# Drucker druckt nicht!



## beyoNd (22. März 2009)

Hallo,

ich habe mir einen Neuen Computer zuleget (Windows Vista) und wollte meinen "alten" Drucker anschließen. Ich habe den Treiber von der HP Seite runtergeladen und Installiert. Aber als ich dann eine Word Datei ausdrucken wollte wurde diese in die Drucker diese nicht ausgedruckt als ich mich nach dem Status erkundigte Stand dort "Fehler" und noch irgendetwas wie "Druck wird Neugestartet". Aber als ich den Computer Neustartete sah ich ein Fenster Druckerpatrone ausrichten und Drucker Kalibrieren. Ich klickte drauf und er Druckte ein Testblat. Aber Editor, Word oder Exel Dokumente druckt er nicht. Hat einer eine Ahnung woran das Liegen könnte oder was ich machen kann das er auch Word Dokumente ausdruckt.
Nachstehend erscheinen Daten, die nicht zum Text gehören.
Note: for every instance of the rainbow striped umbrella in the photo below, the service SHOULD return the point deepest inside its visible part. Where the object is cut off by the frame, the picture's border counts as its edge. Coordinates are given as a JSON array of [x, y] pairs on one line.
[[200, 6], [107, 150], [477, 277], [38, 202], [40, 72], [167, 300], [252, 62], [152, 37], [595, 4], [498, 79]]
Hoffe ihr habt ein Paar Tips oder eine Lösung für mich.


lg beyoNd


----------



## Sven Mintel (22. März 2009)

Moin,

vielleicht hilft ja dieser Tip:
http://www.computerbase.de/forum/showthread.php?p=4763563


----------



## AndreG (23. März 2009)

Moin,

Haste auch Vista-Treiber in der richtigen Bit-Version genommen?

Mfg Andre


----------



## beyoNd (24. März 2009)

Hallo,

da könnte der Fehler liegen (ist nicht mein PC wiebekomme ich Raus wieviel Bit ich habe ?


lg beyoNd


----------



## PC Heini (24. März 2009)

Rechtsklick auf Computer ( Arbeitsplatz ), dann Eigenschaften anklicken und schon hast Du die Systeminformationen.


----------



## beyoNd (24. März 2009)

Danke

Ich werd es mal Versuchen (also neuer Treiber) und dann hier nochmal Feedback geben. Bin momentan nicht zu Hause.

lg beyoNd


----------



## beyoNd (28. März 2009)

So leute sry aber ich war nicht zu Hause und konnte es nicht Testen.
Also habs so gemacht wie ihr und den andere Foren Link es vorgeschrieben hat.
Aber es geht immer noch nicht ich weiß nicht was ich noch machen soll. Hab sogar extra mein Computer und die Regestrie einträge von Hand gelöscht und nochmals Installiert aber nichts.
Jetzt der Hammer der Drucker geht wenn ich von der HP Software z.B. die Druckerpatrone neu Kalibrieren will. Diese Seite druckt er aber Word oder Editorseiten nicht.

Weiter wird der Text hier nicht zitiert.